Operating manual for melting and
tempering machines, type 2T70 & 2T130
Version 2019-1
10
Daily use
The daily operation of the machine will be as follows:
·
Adjust heating thermostat 1a to 45°C.
·
Fill with solid chocolate or buttons.
·
To increase the speed of the Melting Process, the stirrer can be put on, however it is
advisable to ensure that the chocolate has at least partly melted, to avoid jamming the
stirrer blades. At a minimum temperature of 45 °C tempering can be started.
·
Adjust heating thermostat 1a to 31°C.
·
Press black button 2c and the chocolate will be ready to use after 45 minutes.
The tempered chocolate is drained through the valve at the bottom of the machine. To prevent
clogging this valve is separately heated.
As long as the tempered chocolate remains in the machine, the stirrer must be in operation
When the chocolate needs to be re-tempered, or new chocolate needs to be melted again, the
temperature setting on the left-hand heating thermostat 1a is increased to 45°C.
Automatic cut of
In case of an electrical failure, or if the stirrer motor is overloaded, the motor will will
automatically be cut-out and a red warning light, 4d, will turn on for app. 1 minute. As long as
this light is on, the motor cannot start.
The stirrer is protected from abrupt overloading by a tapered shear-pin in the motor shaft. This
can easily be replaced, and a spare shear-pin is delivered with your new machine.
The effect of the water temperature on the tempering
Variations in temperature and pressure of the cooling water may affect the tempering result. The
ideal temperature of the cooling water is 15°C, however a range between 12 °C and 20 °C is
acceptable. A flow of 9 litres per minute at a pressure of 2 bar is reasonable.
When the cooling temperature drops below 12°C, it can cause the over-production of crystals.

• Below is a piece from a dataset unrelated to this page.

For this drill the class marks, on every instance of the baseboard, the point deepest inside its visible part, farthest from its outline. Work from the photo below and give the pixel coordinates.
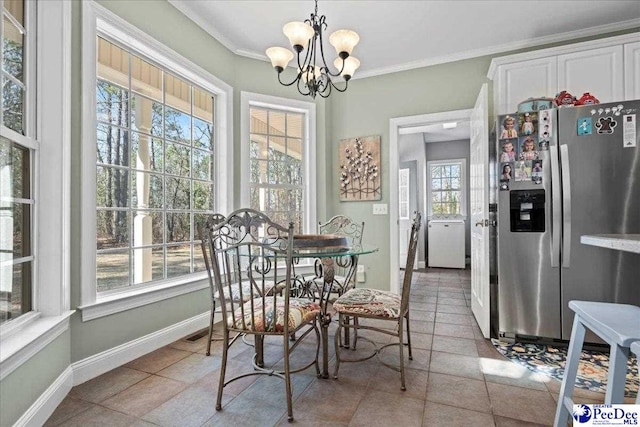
(98, 364)
(48, 401)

The chocolate will “over temper” and result in a lumpy thick chocolate with a low tolerance in
working temperature variation.
When the cooling temperature is more than 20°C, the cooling will take a proportionally longer
time. It can also affect the temper of the chocolate, reducing the 'snap' quality and shine of the
finished chocolate.
In most cases adjustment to the flow of cooling water will take care of any differences.